A little further on they came to stouter stakes bearing the severed heads of the merchants’ camels, the ragged red flaps of their necks hanging down and dripping. The Kutrigur despised camels. The horses they had taken, and the plunder.

When they emerged from that smoky twilight valley and rode over scrubland, some of them broke into a mad gallop to shake off their uncleanness and disgust. Then, abruptly, they reined in and looked up.

On a low ridge of dusty chaparral to the north-east two Kutrigur tribesmen were sitting their ponies, spears held above their heads in defiance. Then they turned their ponies and vanished down the far side of the ridge.

Attila kicked his horse into an instant, furious gallop after them, scornful apparently of death or worse, and reared to a halt on the crest of the ridge and looked beyond. His men came up behind him, and surveyed the shallow valley that lay before them. The two horsemen had vanished over a farther ridge. Below, a huge ring-camp was burned into the dying grass. The Kutrigur Huns were gone.

A few miles further on they came upon further scenes of horror. A stunted thorn in a dry gully, a few last withered berries, deep red as ox-blood. Impaled on the long black thorns, were human hands, raggedly severed at the wrist. They stopped and stared, almost unable to comprehend this new atrocity. Eventually Attila spurred forward and examined the hands. Marmoreal white, unreal, a ragged ribbon of blood and skin around each wrist, they were small hands. Nearby, another thornbush was draped with intestines in grey and glistening coils.

‘They are afraid of us,’ said Chanat, trying to discern some good. ‘They are trying to frighten us off, as if they do not wish to fight us.’

‘They are not afraid of us,’ said Attila. ‘They are testing us to see whether we are afraid of them.’
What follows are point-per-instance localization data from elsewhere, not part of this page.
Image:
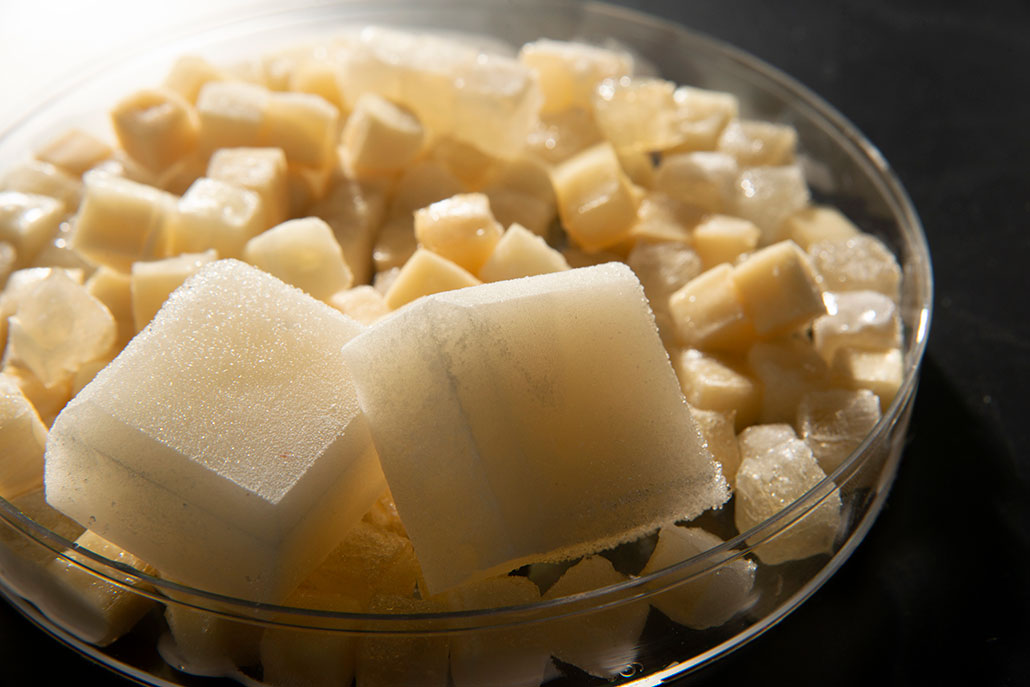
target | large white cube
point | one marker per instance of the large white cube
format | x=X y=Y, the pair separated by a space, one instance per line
x=538 y=418
x=225 y=444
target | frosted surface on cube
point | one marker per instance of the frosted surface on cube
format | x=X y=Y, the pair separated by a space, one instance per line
x=227 y=431
x=530 y=418
x=58 y=327
x=834 y=422
x=707 y=600
x=770 y=480
x=863 y=319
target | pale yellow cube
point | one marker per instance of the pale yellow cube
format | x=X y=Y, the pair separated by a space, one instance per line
x=354 y=212
x=753 y=142
x=521 y=253
x=767 y=196
x=151 y=283
x=57 y=328
x=304 y=126
x=720 y=383
x=362 y=303
x=709 y=313
x=302 y=252
x=702 y=179
x=520 y=192
x=232 y=114
x=879 y=371
x=318 y=77
x=820 y=222
x=380 y=137
x=779 y=288
x=23 y=438
x=90 y=607
x=113 y=288
x=461 y=229
x=720 y=435
x=28 y=222
x=787 y=369
x=595 y=200
x=723 y=239
x=395 y=244
x=214 y=214
x=424 y=273
x=156 y=127
x=46 y=400
x=189 y=75
x=119 y=220
x=41 y=178
x=74 y=151
x=420 y=185
x=569 y=72
x=261 y=170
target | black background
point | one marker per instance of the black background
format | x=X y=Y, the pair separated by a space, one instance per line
x=939 y=591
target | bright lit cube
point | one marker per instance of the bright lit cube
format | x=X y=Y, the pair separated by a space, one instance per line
x=228 y=430
x=500 y=385
x=302 y=252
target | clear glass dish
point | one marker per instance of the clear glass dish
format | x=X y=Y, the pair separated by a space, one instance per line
x=843 y=169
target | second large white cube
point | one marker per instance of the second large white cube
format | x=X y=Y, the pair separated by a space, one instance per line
x=538 y=418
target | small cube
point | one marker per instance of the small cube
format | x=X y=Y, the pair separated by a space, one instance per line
x=834 y=422
x=858 y=319
x=380 y=137
x=28 y=221
x=302 y=252
x=708 y=312
x=260 y=170
x=426 y=273
x=156 y=127
x=152 y=282
x=521 y=253
x=723 y=239
x=774 y=476
x=779 y=288
x=595 y=199
x=119 y=220
x=23 y=437
x=460 y=229
x=214 y=214
x=767 y=196
x=216 y=436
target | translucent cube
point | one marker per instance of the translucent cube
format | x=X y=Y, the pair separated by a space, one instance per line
x=710 y=599
x=774 y=475
x=859 y=263
x=510 y=372
x=58 y=327
x=834 y=422
x=228 y=430
x=860 y=319
x=767 y=196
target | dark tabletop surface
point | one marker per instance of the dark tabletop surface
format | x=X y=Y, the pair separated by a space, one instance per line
x=939 y=591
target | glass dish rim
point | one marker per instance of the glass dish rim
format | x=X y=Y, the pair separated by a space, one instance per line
x=844 y=134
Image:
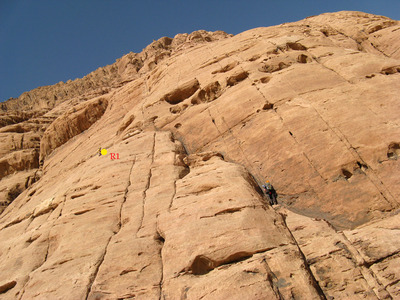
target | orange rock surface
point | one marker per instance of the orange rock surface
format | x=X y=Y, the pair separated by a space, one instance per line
x=198 y=123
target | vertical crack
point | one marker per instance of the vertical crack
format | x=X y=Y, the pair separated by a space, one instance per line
x=160 y=284
x=314 y=281
x=173 y=196
x=47 y=249
x=93 y=277
x=144 y=195
x=125 y=194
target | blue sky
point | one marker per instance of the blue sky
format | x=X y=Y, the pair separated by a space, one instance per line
x=43 y=42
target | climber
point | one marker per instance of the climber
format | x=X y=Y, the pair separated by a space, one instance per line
x=270 y=191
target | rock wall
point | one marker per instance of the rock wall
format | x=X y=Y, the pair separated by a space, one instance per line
x=197 y=123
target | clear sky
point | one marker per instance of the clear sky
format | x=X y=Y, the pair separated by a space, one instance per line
x=43 y=42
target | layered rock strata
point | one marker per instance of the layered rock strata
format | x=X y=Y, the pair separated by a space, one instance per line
x=198 y=123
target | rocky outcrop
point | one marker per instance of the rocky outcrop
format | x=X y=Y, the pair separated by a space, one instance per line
x=77 y=119
x=193 y=126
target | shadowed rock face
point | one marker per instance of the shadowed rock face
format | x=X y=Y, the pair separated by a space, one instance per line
x=199 y=122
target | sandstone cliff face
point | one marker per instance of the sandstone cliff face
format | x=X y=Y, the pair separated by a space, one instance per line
x=198 y=123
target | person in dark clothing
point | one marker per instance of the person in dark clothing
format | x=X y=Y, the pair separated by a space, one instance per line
x=270 y=191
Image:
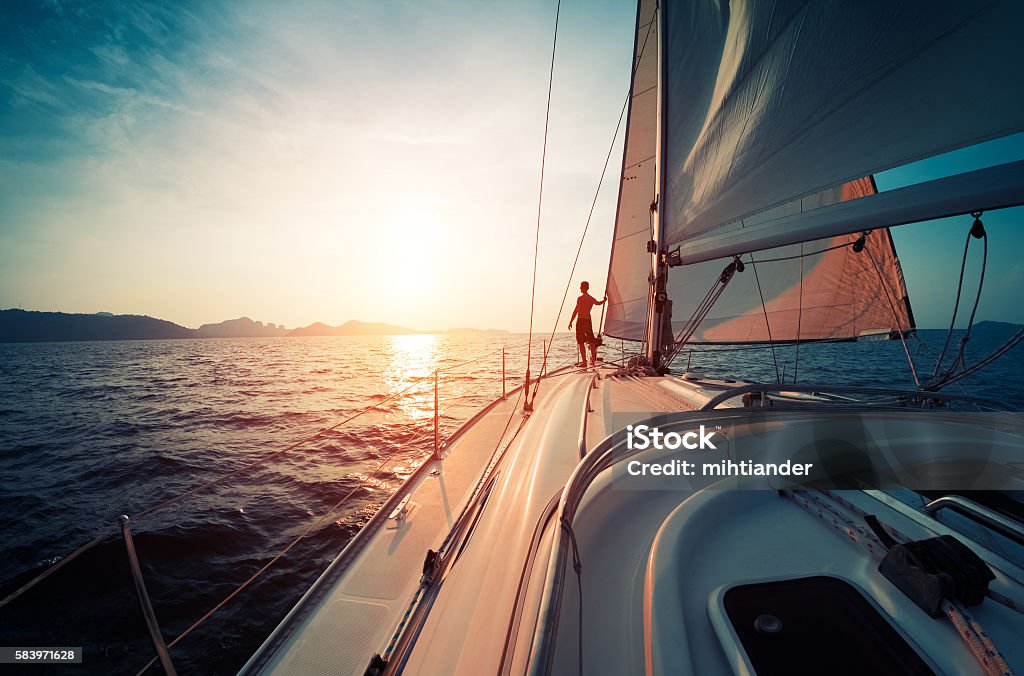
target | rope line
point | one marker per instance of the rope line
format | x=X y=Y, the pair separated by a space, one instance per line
x=952 y=320
x=284 y=551
x=767 y=323
x=969 y=629
x=540 y=198
x=593 y=204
He gave the signal and they rode on. Most now rode with bows and a few arrows clutched ready in their fists. They had felt a fierce joy when hunting the saiga, and a burning pride in being alive throughout this journey, even in the harshest landscapes. But now they were hunting men, and where men are, there is also the light of good and the shadow of evil, and their hearts were grave and solemn and dutiful.